Game-Changing Features
Auto-Pause Intruder Attacks
The Auto-pause attack feature is a significant enhancement to Burp Intruder. This new functionality allows you to pause attacks automatically when specific criteria are met—such as when a specified expression appears in or is missing from the response.
This not only optimizes memory usage during large-scale attacks but also helps testers zero in on relevant responses without unnecessary manual intervention.
Are you from SOC/DFIR Teams? - Analyse Malware Files & Links with ANY.RUN Sandox -> Try for Free
Content-Length Mismatch Highlighting
Burp Suite is now smarter at identifying vulnerabilities!
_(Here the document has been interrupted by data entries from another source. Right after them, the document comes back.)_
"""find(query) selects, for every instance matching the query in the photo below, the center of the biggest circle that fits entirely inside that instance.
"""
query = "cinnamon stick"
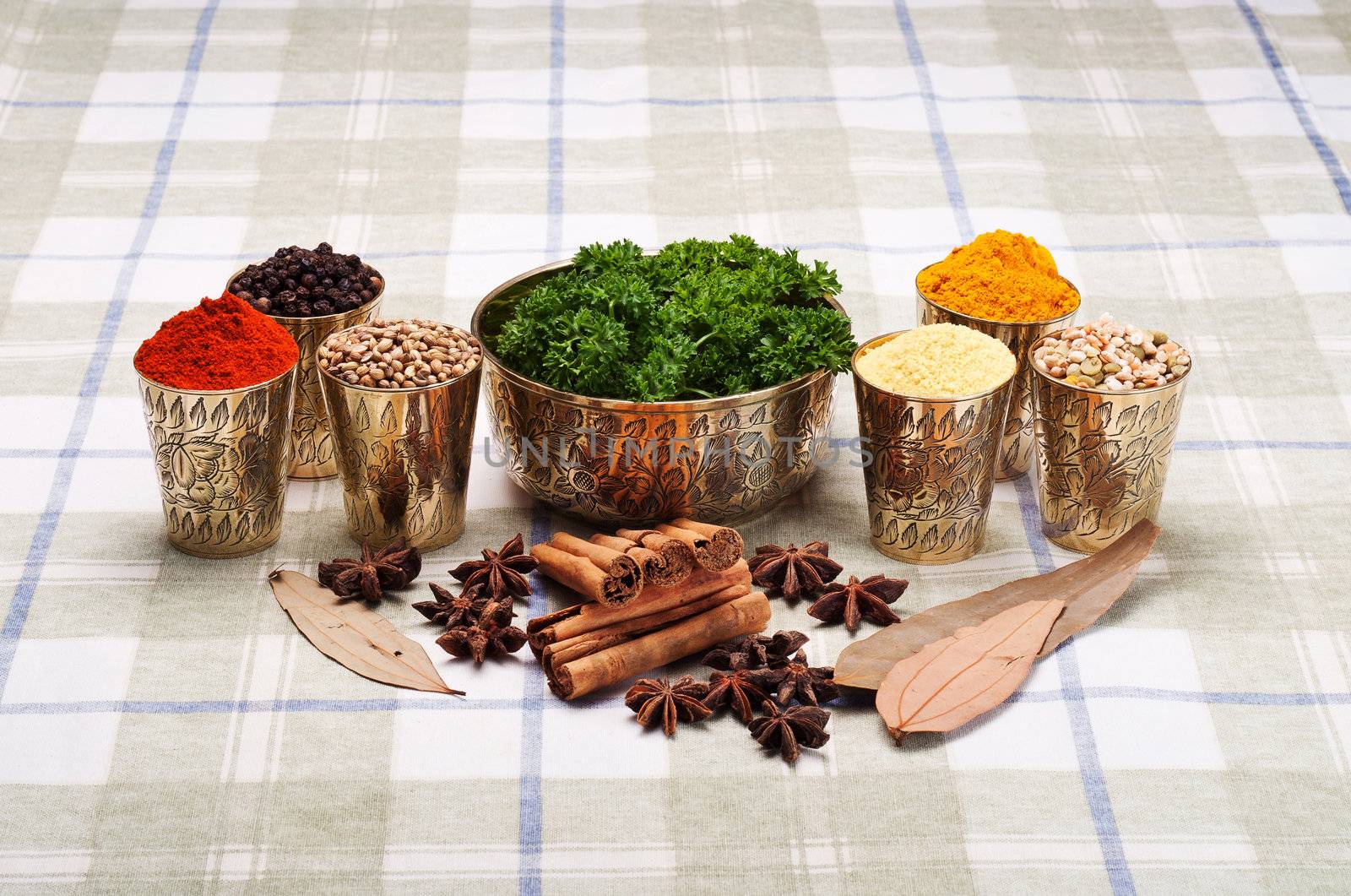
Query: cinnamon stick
(709, 554)
(742, 616)
(630, 628)
(677, 553)
(723, 540)
(664, 567)
(591, 616)
(608, 580)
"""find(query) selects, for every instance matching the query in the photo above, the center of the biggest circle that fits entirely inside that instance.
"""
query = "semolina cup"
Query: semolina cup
(929, 466)
(1015, 456)
(220, 459)
(311, 443)
(1101, 456)
(403, 457)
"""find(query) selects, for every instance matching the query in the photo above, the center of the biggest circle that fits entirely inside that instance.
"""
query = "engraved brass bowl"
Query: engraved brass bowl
(931, 472)
(608, 461)
(403, 456)
(311, 443)
(1017, 443)
(1101, 457)
(220, 459)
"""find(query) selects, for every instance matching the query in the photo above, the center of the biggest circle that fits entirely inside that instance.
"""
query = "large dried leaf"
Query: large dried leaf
(355, 635)
(1088, 587)
(952, 680)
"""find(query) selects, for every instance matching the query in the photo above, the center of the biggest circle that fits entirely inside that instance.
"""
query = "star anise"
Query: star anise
(756, 652)
(373, 573)
(453, 610)
(735, 689)
(659, 700)
(796, 679)
(789, 729)
(855, 600)
(491, 635)
(500, 572)
(794, 572)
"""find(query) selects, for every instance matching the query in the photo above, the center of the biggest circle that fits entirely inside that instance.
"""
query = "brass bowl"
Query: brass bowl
(1101, 456)
(1017, 445)
(404, 456)
(311, 443)
(931, 472)
(608, 461)
(220, 459)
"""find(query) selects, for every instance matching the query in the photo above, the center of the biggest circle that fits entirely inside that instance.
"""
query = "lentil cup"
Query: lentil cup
(1015, 452)
(931, 470)
(1103, 456)
(220, 459)
(403, 453)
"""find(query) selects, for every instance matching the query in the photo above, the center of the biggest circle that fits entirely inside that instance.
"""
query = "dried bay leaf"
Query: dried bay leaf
(1088, 587)
(355, 635)
(952, 680)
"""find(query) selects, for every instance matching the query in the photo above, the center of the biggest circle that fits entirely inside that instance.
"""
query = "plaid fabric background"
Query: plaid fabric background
(162, 726)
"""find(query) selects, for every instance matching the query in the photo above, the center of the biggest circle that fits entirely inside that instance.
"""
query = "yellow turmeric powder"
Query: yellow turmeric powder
(1000, 276)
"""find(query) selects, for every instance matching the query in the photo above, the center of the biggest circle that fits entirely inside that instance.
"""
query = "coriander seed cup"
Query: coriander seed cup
(403, 457)
(931, 466)
(220, 459)
(311, 443)
(1101, 456)
(1015, 456)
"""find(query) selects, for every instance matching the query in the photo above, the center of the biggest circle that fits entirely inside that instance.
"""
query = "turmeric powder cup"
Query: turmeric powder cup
(1101, 456)
(929, 466)
(1015, 452)
(403, 457)
(311, 443)
(220, 459)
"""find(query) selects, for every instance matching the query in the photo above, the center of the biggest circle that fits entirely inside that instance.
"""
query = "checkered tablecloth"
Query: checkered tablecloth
(164, 727)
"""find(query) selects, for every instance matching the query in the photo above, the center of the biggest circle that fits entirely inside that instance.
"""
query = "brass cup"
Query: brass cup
(1101, 457)
(932, 466)
(311, 443)
(403, 456)
(1017, 443)
(220, 459)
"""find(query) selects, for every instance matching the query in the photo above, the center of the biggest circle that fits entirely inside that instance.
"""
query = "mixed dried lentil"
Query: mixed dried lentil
(1112, 357)
(399, 355)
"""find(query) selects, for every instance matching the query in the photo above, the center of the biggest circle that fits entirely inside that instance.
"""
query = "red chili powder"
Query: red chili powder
(222, 344)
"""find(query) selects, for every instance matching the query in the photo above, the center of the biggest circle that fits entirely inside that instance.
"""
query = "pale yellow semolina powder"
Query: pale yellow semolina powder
(938, 361)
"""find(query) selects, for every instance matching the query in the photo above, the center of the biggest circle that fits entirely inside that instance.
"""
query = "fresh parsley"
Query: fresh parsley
(699, 319)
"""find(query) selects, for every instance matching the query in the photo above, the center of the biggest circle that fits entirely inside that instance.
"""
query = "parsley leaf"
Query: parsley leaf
(697, 319)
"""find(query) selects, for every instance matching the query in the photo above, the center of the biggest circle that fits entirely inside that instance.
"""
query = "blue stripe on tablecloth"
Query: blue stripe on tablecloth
(1081, 726)
(1301, 112)
(60, 490)
(936, 121)
(922, 249)
(661, 100)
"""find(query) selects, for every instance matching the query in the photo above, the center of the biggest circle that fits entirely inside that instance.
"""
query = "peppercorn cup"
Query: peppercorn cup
(220, 459)
(403, 456)
(1015, 456)
(311, 443)
(1101, 456)
(929, 466)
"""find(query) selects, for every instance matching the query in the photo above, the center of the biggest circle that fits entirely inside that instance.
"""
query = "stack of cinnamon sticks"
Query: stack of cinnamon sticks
(652, 596)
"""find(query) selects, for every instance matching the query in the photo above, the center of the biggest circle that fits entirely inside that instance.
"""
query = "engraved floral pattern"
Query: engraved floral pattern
(311, 441)
(931, 477)
(404, 459)
(610, 466)
(1103, 461)
(220, 463)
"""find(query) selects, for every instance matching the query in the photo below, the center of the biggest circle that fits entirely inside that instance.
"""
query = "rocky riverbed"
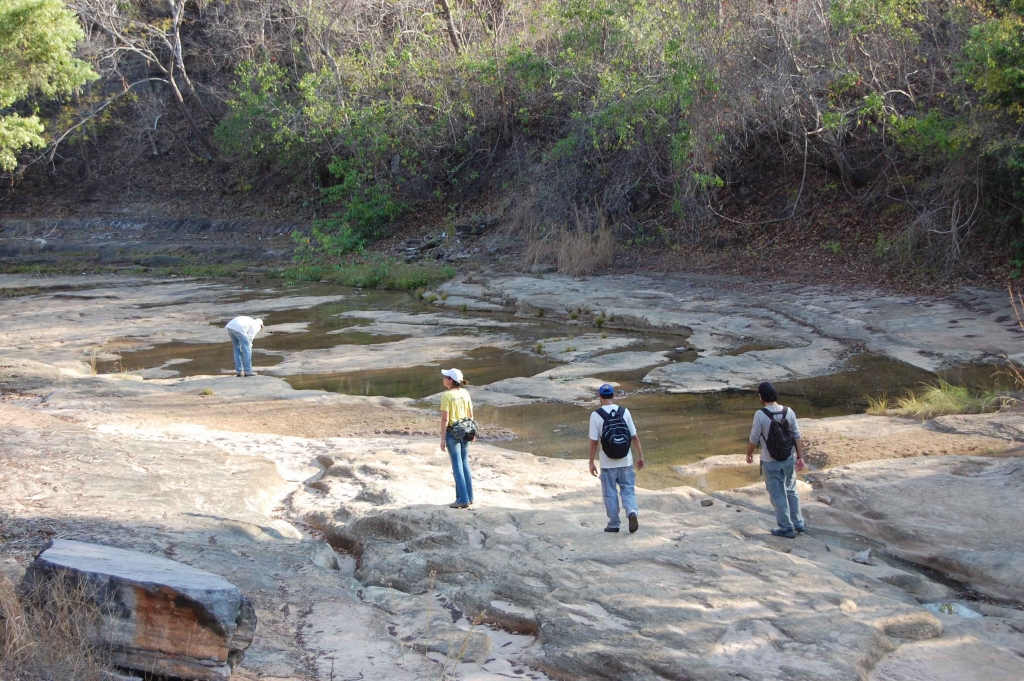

The tool will automatically flag HTTP responses where the Content-Length header value doesn’t match the actual response body size.
This feature is especially helpful in spotting issues like HTTP request smuggling, making your vulnerability assessment process faster and more accurate.
CSV Export for Collaborator Interactions
A highly requested feature, users can now export all Collaborator interactions as CSV files. This makes it easier to include detailed interaction logs in reports or proof-of-concept demonstrations.
Additionally, you can mark Collaborator interactions as read, allowing you to keep track of reviewed items and focus on new or important activities.
Bug Fixes and Usability Improvements
PortSwigger has resolved several bugs to enhance the user experience:
- Fixed issues with Home and End keys causing cursor misplacement in the message editor.
- The Burp Logger view filter now correctly reapplies after reaching the capture limit.
- Resolved a bug where new configurations were not displayed in the configuration library without restarting Burp.
- Addressed payload encoding character errors when creating a new Intruder tab.
- Fixed non-functional hotkeys (e.g., Add notes hotkey) in modules like Organizer and Repeater.
- Copying text using Ctrl+C in BCheck preview now works seamlessly on Linux and Windows.
- Extensions with WebSocket message editor implementations now load correctly, eliminating disappearing tabs.
Burp’s embedded browser has been upgraded to Chromium 132.0.6834.84 (Windows & macOS) and 132.0.6834.83 (Linux). This update ensures better security, compatibility, and performance in web testing environments.
With Burp Suite 2025.1, PortSwigger demonstrates its commitment to enhancing efficiency and accuracy for security testers.
Whether you’re running large-scale attacks, detecting subtle mismatches, or presenting findings, this release brings something useful for everyone.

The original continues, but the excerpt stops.